And everyone deserves their day in court and the best defense that they can possibly get. And this is why he`s there. This is what he`s doing, and this is his job. He doesn`t take it personal, and neither should anybody else.

VELEZ-MITCHELL: All right. Let`s go to the phone lines. Traci, California, what have you got to say? Tracy, California?

CALLER: Hi, Jane. Yes, no, I`m trying to wrap my head around this, too.

The problem is, is that unfortunately, rapists don`t have it tattooed on their forehead. You know, like "I`m going to rape you." And, you know, being handsome doesn`t mean consensual. Nor does rape even mean sex. It`s violent.

And this man has -- I mean, he is very handsome. He has a great job. He probably has even saved lives. And yet he`s, you know, being accused of rape.

So women have to be really careful.
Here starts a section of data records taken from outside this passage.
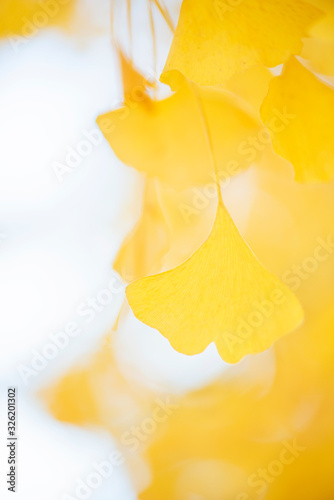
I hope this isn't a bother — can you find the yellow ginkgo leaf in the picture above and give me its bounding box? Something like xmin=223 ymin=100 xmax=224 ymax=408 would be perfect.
xmin=220 ymin=64 xmax=273 ymax=118
xmin=301 ymin=8 xmax=334 ymax=75
xmin=97 ymin=81 xmax=263 ymax=188
xmin=114 ymin=179 xmax=169 ymax=283
xmin=126 ymin=202 xmax=303 ymax=363
xmin=161 ymin=0 xmax=322 ymax=86
xmin=261 ymin=58 xmax=334 ymax=182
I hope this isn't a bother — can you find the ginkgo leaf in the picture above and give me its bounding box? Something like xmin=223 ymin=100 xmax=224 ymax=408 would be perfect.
xmin=97 ymin=81 xmax=263 ymax=188
xmin=220 ymin=64 xmax=273 ymax=119
xmin=301 ymin=8 xmax=334 ymax=75
xmin=126 ymin=203 xmax=303 ymax=363
xmin=114 ymin=179 xmax=169 ymax=283
xmin=261 ymin=58 xmax=334 ymax=182
xmin=161 ymin=0 xmax=322 ymax=85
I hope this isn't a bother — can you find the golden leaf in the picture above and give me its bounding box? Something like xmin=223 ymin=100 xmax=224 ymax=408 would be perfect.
xmin=161 ymin=0 xmax=322 ymax=85
xmin=126 ymin=203 xmax=303 ymax=363
xmin=261 ymin=58 xmax=334 ymax=182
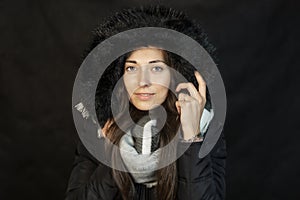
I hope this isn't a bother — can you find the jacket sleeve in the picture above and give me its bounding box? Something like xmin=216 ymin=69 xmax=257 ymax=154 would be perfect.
xmin=65 ymin=142 xmax=118 ymax=200
xmin=177 ymin=133 xmax=226 ymax=200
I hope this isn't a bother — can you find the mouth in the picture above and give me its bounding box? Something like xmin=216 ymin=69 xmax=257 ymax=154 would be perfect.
xmin=134 ymin=93 xmax=155 ymax=101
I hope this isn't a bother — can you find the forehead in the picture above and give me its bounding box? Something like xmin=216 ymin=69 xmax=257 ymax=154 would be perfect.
xmin=127 ymin=47 xmax=165 ymax=63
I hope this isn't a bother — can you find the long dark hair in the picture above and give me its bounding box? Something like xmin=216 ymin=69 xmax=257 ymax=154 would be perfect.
xmin=90 ymin=6 xmax=216 ymax=199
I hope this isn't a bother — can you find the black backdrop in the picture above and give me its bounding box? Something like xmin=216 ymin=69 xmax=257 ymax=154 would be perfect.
xmin=0 ymin=0 xmax=300 ymax=200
You know, they have to empower themselves and be very careful, because you just never know.

VELEZ-MITCHELL: Yes. And you never know how somebody lures you back to your home saying, "Well, we`ve got to take a look at a book," "I`ve got to feed my cat." There`s many, many lines. And next thing you know, you`re inside there, and it can be a danger zone.

We`re going to stay on top of this case and find out what happens when this case moves forward with this defendant, represented by Mark O`Mara, who used to represent George Zimmerman.
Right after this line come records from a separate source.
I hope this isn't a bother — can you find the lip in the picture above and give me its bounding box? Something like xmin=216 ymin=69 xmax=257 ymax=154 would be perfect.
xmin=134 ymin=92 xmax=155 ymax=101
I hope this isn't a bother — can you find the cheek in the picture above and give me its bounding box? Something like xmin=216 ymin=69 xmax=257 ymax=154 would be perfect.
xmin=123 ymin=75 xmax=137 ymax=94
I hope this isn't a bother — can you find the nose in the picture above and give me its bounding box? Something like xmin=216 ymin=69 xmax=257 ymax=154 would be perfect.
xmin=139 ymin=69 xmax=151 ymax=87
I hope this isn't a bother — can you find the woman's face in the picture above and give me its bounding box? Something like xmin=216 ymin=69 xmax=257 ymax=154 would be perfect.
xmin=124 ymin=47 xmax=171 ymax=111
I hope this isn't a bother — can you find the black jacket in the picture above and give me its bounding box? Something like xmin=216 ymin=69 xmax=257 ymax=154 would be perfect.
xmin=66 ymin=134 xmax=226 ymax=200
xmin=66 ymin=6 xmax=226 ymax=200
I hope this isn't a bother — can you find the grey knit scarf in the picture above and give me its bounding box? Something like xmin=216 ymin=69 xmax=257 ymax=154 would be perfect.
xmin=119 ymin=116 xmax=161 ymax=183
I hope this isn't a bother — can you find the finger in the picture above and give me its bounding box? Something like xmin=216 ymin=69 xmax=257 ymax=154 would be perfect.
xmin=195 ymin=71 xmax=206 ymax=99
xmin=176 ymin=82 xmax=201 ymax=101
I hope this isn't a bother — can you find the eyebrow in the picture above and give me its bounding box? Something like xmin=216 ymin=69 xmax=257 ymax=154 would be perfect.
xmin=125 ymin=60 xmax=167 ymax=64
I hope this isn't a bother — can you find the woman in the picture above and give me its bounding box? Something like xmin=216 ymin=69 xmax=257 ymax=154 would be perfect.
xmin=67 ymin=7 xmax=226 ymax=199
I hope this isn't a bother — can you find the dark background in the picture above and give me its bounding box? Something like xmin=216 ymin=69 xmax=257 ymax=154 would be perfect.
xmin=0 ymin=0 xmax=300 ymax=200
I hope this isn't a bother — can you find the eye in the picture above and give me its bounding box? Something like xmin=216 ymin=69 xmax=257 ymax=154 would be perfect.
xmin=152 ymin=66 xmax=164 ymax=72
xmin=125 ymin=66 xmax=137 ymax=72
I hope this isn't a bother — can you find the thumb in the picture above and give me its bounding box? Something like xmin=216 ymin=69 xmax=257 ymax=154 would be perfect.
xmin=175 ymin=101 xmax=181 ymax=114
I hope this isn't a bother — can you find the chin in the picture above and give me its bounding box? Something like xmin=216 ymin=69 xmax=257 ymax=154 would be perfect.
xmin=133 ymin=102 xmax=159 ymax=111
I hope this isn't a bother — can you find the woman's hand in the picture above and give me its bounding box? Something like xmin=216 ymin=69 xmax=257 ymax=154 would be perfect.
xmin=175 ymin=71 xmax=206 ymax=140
All right. Up next, you know who is out of control again. Yes, I`m talking about Toronto Mayor Rob Ford. You won`t believe what he did this time. Let me give you a hint. Drunk, a rant, a fast-food restaurant, a brand-new YouTube video? Oh, yes.





UNIDENTIFIED FEMALE: They`re all in her face.
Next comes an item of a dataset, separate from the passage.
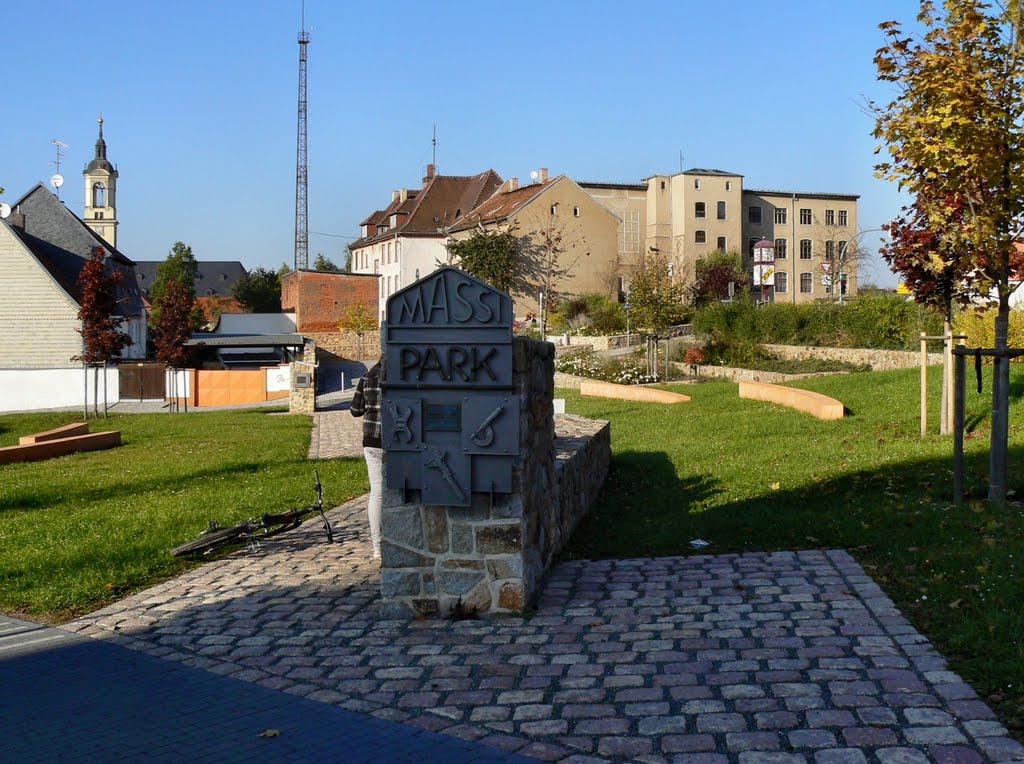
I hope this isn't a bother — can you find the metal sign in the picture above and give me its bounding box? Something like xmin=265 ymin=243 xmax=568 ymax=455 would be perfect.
xmin=381 ymin=267 xmax=519 ymax=506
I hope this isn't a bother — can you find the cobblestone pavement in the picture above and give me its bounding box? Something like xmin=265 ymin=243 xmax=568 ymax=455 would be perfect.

UNIDENTIFIED MALE: This officer did follow protocol.

UNIDENTIFIED FEMALE: You were out of line, sir. You were out of line.

UNIDENTIFIED MALE: Stop hitting her.

UNIDENTIFIED FEMALE: I didn`t see anything about her resisting arrest.


VELEZ-MITCHELL: Tonight, a routine traffic stop goes totally off the rails, and it`s all caught on camera. Check out this surveillance video: a Detroit cop tackling a woman to the ground, trying to arrest her. Wow.

You clearly see what appears to be 28-year-old Shakia Johnson resisting, and look, she`s talking. But her family said she did absolutely nothing wrong. Only the officer is at fault. Really?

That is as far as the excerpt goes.